为了衡量说话人的vocal effort,听众被要求对说话人和听众之间的距离打分。

SECTION 1.INTRODUCTION
1.节介绍
Variability in the acoustic signal is a persistent challenge for speaker recognition systems operating under real-world conditions.
声音信号的可变性是说话人识别系统在真实环境下工作所面临的一个长期挑战。
Such variability is caused by either intrinsic or extrinsic factors.
这种变异性是由内在因素或外在因素造成的。
Intrinsic factors are associated with the speaker rather than the recording environment.
内在因素与说话者有关,而与录音环境无关。
These factors include changes in vocal effort, speaking style [1], non-speech sounds [2], [3], [4], emotions, language [5], aging, etc. across recordings of the same speaker.
内在因素包括在vocal effort方面的变化,说话风格[1],非语言的声音[2],[3],[4],情绪,语言[5],年龄等。
Extrinsic factors are associated with the differences in the recording environments between recordings.
外部因素与录音环境的差异有关。
These factors include changes in background noise, microphone, room acoustics, distance from the microphone [6], transmission channel, codec [7], etc.

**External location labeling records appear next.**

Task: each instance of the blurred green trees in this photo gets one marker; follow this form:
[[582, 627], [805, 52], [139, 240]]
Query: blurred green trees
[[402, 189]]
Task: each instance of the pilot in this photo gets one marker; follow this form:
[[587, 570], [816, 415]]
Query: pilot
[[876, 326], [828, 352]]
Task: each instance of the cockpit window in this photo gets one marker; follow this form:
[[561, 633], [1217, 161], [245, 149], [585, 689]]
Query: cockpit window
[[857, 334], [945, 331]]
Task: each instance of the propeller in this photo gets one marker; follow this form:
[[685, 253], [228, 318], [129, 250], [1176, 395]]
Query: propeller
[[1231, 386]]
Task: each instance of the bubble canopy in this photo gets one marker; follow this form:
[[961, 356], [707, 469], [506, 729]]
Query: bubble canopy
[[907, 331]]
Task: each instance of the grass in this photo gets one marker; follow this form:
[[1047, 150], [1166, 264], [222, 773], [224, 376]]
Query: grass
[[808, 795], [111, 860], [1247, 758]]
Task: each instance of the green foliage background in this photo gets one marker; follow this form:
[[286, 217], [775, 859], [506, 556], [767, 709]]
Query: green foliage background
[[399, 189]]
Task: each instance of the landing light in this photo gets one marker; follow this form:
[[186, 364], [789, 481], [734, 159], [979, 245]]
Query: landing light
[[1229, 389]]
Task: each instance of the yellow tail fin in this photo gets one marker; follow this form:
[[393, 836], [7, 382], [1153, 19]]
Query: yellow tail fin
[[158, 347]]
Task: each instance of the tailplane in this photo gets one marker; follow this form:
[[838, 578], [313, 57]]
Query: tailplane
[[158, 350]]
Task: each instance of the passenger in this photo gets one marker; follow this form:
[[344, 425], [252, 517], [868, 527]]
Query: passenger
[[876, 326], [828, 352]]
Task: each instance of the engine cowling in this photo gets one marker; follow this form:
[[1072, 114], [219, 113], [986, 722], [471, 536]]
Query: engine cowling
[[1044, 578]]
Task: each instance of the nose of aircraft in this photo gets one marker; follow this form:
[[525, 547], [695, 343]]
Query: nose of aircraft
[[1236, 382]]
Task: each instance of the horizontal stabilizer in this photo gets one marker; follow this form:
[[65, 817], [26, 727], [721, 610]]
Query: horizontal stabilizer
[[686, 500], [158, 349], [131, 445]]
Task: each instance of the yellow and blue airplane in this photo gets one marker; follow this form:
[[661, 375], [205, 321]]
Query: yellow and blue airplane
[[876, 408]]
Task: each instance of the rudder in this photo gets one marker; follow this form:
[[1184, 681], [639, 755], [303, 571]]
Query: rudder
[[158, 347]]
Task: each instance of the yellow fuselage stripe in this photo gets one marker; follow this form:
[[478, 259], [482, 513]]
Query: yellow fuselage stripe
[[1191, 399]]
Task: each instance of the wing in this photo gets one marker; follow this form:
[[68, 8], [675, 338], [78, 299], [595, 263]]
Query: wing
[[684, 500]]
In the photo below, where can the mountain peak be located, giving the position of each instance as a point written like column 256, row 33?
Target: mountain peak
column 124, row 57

外部因素包括背景噪声的变化、麦克风、房间音响效果、与麦克风[6]的距离、传输通道、编解码器[7]等。
Intrinsic factors are also known as speaker-dependent factors, whereas extrinsic factors are called speaker-independent factors [8].
内在因素也称为说话者相关因素,而外在因素则称为说话者无关因素[8]。
During recent decades, US government evaluations and programs (such as the NIST Speaker Recognition Evaluations (SRE), the IARPA BEST program, and the DARPA RATS program) have motivated particular research directions in the speaker recognition community.
近几十年来,美国政府的评估和项目(如NIST Speaker Recognition assessment (SRE)、IARPA BEST program和DARPA RATS program)推动了说话人识别领域的特定研究方向。
Those research programs have primarily focused on the problem of extrinsic variability, including channel effects, transmission noise, and environmental noise.
这些研究项目主要集中于外部变异性的问题,包括通道效应、传输噪声和环境噪声。
Intrinsic variability, in contrast, has received sparse research exposure.
相反,内在的可变性却很少得到研究的关注。
Yet, intrinsic variability is a key factor for unconstrained applications, such as forensic speaker recognition.
然而,内在的可变性是无约束应用的一个关键因素,例如法医说话人识别。
This work is focused specifically on vocal effort variations, which is one class of intrinsic variability.
我们的工作特别关注 vocal effort方面的变化,这是一种内在的变异性。
Vocal effort has been shown to impact the performance of speaker recognition systems [9].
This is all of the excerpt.